5) Disparition des heures spéciales de décharges

Les heures de décharges pour les laboratoires de SVT, physique-chimie ou le cabinet d’histoire-géographie sont supprimées ; à leur place certains enseignants pourront avoir une partie de leur service dédiée à des actions de formations des enseignants, de coordination d’une discipline ou d’un niveau d’enseignement, d’encadrements d’activités pédagogiques. Ces enseignants, volontaires mais nommés par le chef d’établissement, constitueront-ils des niveaux hiérarchiques intermédiaires ? On peut imaginer les pires déviations clientélistes d’un tel dispositif, qui risque au demeurant d’avoir l’effet inverse à celui visé et de déresponsabiliser les enseignants de toute initiative.

6) Remise en cause de l’UNSS

Certaines activités de l’associative sportive de l’établissement pourront être supprimées si « les besoins ne sont pas justifiés » ou si l’enseignant en fait la demande ; une fois encore on risque de renforcer l’arbitraire des chefs d’établissement, une activité pouvant être peu fréquentée mais trouvant sa justification dans la découverte d’un sport peu pratiqué.

En somme, si ce projet n’a qu’un mérite, c’est de clarifier la façon dont le ministère conçoit ce qu’est le prof de demain. Il est polyvalent sans en avoir la formation, géographiquement mobile sans limite kilométrique, il pratique le bénévolat sans compensation, accepte une surcharge de travail sans gagner plus. En fait le prof idéal pour le ministère est une créature née d’un mélange entre un prestataire de services multicarte, ambulant, et Mère Térésa.

Si vous rechignez à accepter cette modification alors préparer vous à devenir de facto un(e) réactionnaire archaïque qui refuse la modernité. Ce sera binaire : 2006 contre 1950, modernistes progressistes contre mammouths passéistes. Avec ce type de raisonnement, le code du travail est un archaïsme et les licenciements boursiers un progrès social.

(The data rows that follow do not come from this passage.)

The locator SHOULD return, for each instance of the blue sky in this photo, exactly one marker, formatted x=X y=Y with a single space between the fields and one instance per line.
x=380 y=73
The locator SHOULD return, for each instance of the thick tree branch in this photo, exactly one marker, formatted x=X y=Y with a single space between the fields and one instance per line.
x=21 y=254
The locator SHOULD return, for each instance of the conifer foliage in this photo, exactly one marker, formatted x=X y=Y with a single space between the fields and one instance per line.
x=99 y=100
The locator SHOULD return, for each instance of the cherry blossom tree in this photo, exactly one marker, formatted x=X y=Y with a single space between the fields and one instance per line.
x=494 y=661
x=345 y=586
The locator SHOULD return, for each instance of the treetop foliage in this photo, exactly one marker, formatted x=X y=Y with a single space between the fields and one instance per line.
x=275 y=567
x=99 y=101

Ne pas bouger en pensant qu’en période électorale ils n’oseront pas passer en force est risqué. La majorité actuelle ne compte pas beaucoup sur les voix des profs pour se faire élire. En suscitant la grogne enseignante elle donnerait même des gages à son électorat. Et pour cause : la flexibilité, la mobilité, le non-respect des qualifications, la hausse du temps de travail sans augmentation de salaire, sont autant de valeurs, contenues dans ce projet, qui doivent raisonner comme une douce mélodie aux oreilles des partisans d’une école plus inspirée par la Loi du marché.